5. Put your payments on automatic debit
If you've made your life easier by putting bills like your utilities and insurance premiums on auto-debit or set it and forget it, you could do the same with your student loan payments. There are lenders that offer as much as a .25% reduction in their interest rates when you put your monthly payments on autopilot. Of course, if you're on a really tight budget you might not want to do this as this would risk overdrawing your account.
6. Watch out for those student loan scams
Unfortunately, there are a number of con artists out there just waiting to take advantage of desperate debtors. These scam artists create websites that look as if they were part of the Department of Education and advertise "student debt settlement" or "student debt forgiveness." All they ask in return for all their “help” is a big upfront fee and monthly payments every month thereafter. If you get a phone call from one of these scamsters that try to pressure you into signing up for a repayment plan, hang up and run away. Companies like SoFi, CommonBond and Earnest are perfectly legitimate and represent sound ways to repay your student loans. One of the things that separate them from the fraudsters is that they will never contact you. If you want their help you will have to contact them.

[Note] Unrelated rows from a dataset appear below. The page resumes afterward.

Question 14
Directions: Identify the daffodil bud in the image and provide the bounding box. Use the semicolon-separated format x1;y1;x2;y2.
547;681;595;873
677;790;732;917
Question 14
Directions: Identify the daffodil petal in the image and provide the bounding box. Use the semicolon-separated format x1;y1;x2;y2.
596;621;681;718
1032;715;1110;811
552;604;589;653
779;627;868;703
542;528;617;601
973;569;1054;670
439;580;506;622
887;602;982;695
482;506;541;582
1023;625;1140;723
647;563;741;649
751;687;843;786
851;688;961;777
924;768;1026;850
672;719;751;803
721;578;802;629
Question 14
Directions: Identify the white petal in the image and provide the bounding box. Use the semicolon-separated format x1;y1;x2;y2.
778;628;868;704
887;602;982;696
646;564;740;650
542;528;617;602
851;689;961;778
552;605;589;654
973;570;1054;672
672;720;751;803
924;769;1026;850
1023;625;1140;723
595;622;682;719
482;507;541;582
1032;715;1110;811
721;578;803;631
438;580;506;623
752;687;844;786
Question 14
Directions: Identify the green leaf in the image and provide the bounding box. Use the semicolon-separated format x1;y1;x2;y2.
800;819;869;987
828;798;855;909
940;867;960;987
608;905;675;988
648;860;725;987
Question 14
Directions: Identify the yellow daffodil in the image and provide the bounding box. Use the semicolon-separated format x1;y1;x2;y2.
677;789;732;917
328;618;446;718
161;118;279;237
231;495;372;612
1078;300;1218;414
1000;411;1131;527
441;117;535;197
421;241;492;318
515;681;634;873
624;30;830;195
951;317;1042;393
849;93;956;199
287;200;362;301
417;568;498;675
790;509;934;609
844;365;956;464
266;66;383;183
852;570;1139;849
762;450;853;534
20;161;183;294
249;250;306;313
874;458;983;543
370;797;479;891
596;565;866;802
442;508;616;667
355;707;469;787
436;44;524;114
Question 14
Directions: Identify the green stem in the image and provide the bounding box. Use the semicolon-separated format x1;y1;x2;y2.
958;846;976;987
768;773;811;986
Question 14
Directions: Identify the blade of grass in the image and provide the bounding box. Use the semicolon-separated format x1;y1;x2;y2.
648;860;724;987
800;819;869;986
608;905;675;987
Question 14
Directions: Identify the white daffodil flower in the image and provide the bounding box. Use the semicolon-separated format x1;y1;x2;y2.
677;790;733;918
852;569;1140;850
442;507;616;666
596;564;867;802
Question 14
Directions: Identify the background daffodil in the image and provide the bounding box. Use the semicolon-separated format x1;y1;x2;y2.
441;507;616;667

7. The interest rate on your loan may not go up even though the Fed just raised interest rates
While the Fed recently decided to increase the prime rate this doesn't necessarily mean the interest rate on your student loans will go up. If your loans have fixed interest rates, that is if you borrowed from the federal government after July 1, 2006, or if you have a fixed-rate private loan with a locked-in interest rate then the Fed's decision will not affect you. Your rate will remain the same. Of course, if you have a variable-rate loan you will probably see your rate begin to fluctuate.
8. Remember there is life after debt
Probably the biggest thing to keep in mind as you go about making your loan payments is that your life isn't over because of your debt. We know of people who borrowed more than $50,000 or more just for an undergraduate degree and have absolutely no remorse about it. Living with student debt can be stressful and it can be maddening to see hundreds of dollars fly out of your checking account every month when what you’d rather be doing is saving the money for a car, house or even a family. But when you make those monthly payments this can help you learn to budget and live below your means. If you make all of your payments on time every month this will also help you build a good credit history. And last but not least always remember that if you have student debt it's because you got an education – and that education will benefit you throughout your entire lifetime.